DiGiacomo joins Jill Manoff on the buyer edition of Glossy Trend Watch to discuss the biggest shifts in men’s fashion and the renovation of the men’s shoe department in Saks’ New York flagship. Edited highlights below.

Inter-department collaboration is key
“[Before], you just went to market, bought the product, spoke to the store about your vision, and that was it. Now, you have to partner with all the other teams to execute the vision and strategy. We also have to talk to stores to understand each store’s client, because we buy locally. For example, all of our Florida stores buy differently. You’re involved in marketing, planning, allocation. The role of a buyer is to use these tools they’re given to analyze the best-selling product through data and to partner with all departments in the company to build a cohesive brand statement.”

Custom-made shoes are the next opportunity
“In particular with footwear, we’re going after this made-to-order segment. It’s very big in tailoring and suiting, but there’s a huge opportunity in footwear. It’s time to offer this, especially in dress shoes. There’s the ability to service that client with specialized footwear to match back to his suit.”

The seasonal calendar has changed
“There are many more [market] appointments. Many brands are showing multiple times a season, versus two times a season. Some show three or four times and offering drops, and they’re showing special deliveries during shows. Our buyers go back and forth to Europe numerous times a season, because brands are doing a lot more deliveries. It’s very exciting because we can offer newness to our customer every single month. We’re seeing our male consumer shop two to four times a month. It’s been one of the biggest shifts in the men’s market, outside of the casualization.”
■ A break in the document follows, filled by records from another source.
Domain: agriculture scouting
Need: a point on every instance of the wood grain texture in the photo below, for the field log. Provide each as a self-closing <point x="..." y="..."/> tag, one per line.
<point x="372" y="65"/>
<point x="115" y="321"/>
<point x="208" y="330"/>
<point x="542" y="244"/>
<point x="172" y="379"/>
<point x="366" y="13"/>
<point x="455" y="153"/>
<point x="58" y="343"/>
The department store is evolving
“We’ll be opening our shoe floor in mid-late July. It’s the first phase of the grand renovation in men’s. It will be unique in terms of where we are, and it will set us apart from the competition. Right now, if you want to buy designer shoes or sneakers, you go to one floor. If you want a classic and dress shoe, it’s another floor. But we’re bringing it all together on the center of the sixth floor. Luxury is more about experience than price. In the past, we talked about it being a certain price point.”